YouTube wants to increase the number of minutes that viewers currently use the service by removing the question of “What next?” to become a continuous feed or a personal channel.

The name Leanback is a reference to the often stated distinction between the lean forward experience of using a keyboard and mouse with a computer and the lean back view of television using a remote control.

Building on the experience of the YouTube XL version originally introduced for big screens, YouTube Leanback could be compared to the big screen version of the only video directory Clicker, although the latter is aimed at linking to premium programming from other sites.

With Google TV promising to provide an open platform for network-connected television devices and displays, Google and YouTube are both destined for the living room screen.

As a statement of ambition, Google has announced support for videos up to 4K resolution. That is up to 4096×3072 pixels, or up to six times the resolution of 1080p high definition. In practice most people are not going to be able to take full advantage of such resolution, at least not for a while, but it does mean that YouTube is not limited to 1080p video. For most applications, however, quality is more likely to be compromised by the relatively low bit rates that YouTube currently employs for delivery.

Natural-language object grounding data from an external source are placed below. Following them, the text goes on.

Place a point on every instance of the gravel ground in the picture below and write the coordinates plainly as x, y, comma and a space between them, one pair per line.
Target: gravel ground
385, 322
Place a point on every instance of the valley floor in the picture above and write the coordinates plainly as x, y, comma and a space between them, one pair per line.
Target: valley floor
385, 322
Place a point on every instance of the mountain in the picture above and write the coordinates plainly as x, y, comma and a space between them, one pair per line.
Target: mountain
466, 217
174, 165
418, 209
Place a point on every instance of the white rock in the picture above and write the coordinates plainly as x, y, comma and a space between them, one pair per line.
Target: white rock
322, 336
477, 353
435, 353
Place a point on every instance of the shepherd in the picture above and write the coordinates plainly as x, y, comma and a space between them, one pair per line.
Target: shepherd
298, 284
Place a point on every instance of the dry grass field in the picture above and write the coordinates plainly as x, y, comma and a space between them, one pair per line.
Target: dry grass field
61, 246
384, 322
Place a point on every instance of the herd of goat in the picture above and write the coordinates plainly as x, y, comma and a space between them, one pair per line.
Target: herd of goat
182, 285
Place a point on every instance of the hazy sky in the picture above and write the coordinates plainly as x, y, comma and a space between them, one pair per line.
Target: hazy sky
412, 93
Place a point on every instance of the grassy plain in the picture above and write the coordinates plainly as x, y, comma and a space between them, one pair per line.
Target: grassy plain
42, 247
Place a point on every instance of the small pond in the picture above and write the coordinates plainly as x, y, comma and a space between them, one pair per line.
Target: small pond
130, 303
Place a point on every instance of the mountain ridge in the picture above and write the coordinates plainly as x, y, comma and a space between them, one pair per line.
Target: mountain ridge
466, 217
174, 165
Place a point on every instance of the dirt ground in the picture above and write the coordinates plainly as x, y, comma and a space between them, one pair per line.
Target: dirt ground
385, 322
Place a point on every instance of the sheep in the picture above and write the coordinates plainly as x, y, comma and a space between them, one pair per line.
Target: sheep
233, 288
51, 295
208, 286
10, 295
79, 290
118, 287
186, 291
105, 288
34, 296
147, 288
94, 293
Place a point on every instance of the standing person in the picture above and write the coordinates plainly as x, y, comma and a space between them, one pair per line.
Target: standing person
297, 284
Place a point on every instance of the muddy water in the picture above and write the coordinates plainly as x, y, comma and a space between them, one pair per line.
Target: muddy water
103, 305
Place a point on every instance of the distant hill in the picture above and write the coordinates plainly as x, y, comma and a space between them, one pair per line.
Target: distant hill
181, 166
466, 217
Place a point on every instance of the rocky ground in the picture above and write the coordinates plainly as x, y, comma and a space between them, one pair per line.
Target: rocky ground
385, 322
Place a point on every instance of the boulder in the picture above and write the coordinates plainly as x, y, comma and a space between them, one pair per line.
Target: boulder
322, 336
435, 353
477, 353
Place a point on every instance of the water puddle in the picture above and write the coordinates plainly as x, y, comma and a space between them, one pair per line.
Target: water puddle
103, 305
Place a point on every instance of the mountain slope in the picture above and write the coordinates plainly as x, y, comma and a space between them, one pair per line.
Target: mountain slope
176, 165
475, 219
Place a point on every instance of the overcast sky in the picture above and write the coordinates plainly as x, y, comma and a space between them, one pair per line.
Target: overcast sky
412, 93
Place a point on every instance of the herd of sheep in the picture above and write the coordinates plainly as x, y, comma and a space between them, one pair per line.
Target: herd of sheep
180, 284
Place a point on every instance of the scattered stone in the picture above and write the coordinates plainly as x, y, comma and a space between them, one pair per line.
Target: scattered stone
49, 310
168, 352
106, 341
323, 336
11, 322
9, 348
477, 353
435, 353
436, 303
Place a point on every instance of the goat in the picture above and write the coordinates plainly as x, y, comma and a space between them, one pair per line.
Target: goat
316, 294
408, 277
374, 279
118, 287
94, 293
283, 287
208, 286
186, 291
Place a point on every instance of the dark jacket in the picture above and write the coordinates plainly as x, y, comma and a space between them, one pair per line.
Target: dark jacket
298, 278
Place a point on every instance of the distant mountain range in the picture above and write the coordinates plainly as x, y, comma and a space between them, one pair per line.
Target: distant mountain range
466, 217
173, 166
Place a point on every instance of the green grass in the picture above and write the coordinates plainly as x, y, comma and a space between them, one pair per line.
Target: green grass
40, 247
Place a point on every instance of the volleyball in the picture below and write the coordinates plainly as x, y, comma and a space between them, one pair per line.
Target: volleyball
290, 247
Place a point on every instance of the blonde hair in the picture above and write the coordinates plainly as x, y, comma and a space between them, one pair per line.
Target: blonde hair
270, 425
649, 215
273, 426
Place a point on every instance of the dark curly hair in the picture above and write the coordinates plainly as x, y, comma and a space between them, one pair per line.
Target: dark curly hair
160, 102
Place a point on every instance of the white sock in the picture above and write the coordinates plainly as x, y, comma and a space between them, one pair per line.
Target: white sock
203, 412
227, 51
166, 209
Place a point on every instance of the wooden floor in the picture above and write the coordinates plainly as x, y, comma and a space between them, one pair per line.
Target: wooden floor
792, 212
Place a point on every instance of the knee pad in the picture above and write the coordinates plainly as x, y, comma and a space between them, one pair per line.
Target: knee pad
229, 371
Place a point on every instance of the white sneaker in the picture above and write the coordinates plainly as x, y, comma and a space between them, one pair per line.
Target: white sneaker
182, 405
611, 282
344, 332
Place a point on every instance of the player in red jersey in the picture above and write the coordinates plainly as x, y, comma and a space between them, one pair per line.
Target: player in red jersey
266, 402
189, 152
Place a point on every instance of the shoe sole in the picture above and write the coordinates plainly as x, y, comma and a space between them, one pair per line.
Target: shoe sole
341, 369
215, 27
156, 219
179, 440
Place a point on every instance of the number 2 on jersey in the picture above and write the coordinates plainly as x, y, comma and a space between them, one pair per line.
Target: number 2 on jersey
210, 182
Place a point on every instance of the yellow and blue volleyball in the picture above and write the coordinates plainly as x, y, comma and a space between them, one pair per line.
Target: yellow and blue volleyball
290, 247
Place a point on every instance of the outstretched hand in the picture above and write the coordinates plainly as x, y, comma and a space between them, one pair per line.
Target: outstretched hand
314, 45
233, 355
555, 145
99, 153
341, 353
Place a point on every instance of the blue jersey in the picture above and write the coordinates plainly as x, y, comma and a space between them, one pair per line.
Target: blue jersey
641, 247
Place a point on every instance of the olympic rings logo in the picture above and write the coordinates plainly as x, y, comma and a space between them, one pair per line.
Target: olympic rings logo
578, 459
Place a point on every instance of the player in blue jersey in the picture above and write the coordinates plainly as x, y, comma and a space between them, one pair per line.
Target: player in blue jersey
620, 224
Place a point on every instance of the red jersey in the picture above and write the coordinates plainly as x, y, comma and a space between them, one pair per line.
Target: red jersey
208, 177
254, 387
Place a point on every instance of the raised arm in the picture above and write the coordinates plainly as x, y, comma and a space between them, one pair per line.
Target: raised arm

At the other end of the scale, YouTube has also launched an HTML 5 mobile version of the service. The browser-based version offers full features and will be updated more frequently than dedicated applications. It also frees YouTube from dependence on the pre-installed app on handheld Apple devices. Of course it is also a very similar experience when used on mobile devices running the Google Android operating system.

YouTube Mobile already delivers more than 100 million video views a day. With predictions that within five years more users will connect to the internet with mobile than desktop devices, that number can only be expected to grow.

From the smallest screen to the largest, Google wants to be a big part of the future of online video. By being able to track users across these different devices, Google will be even better placed to deliver targeted advertising.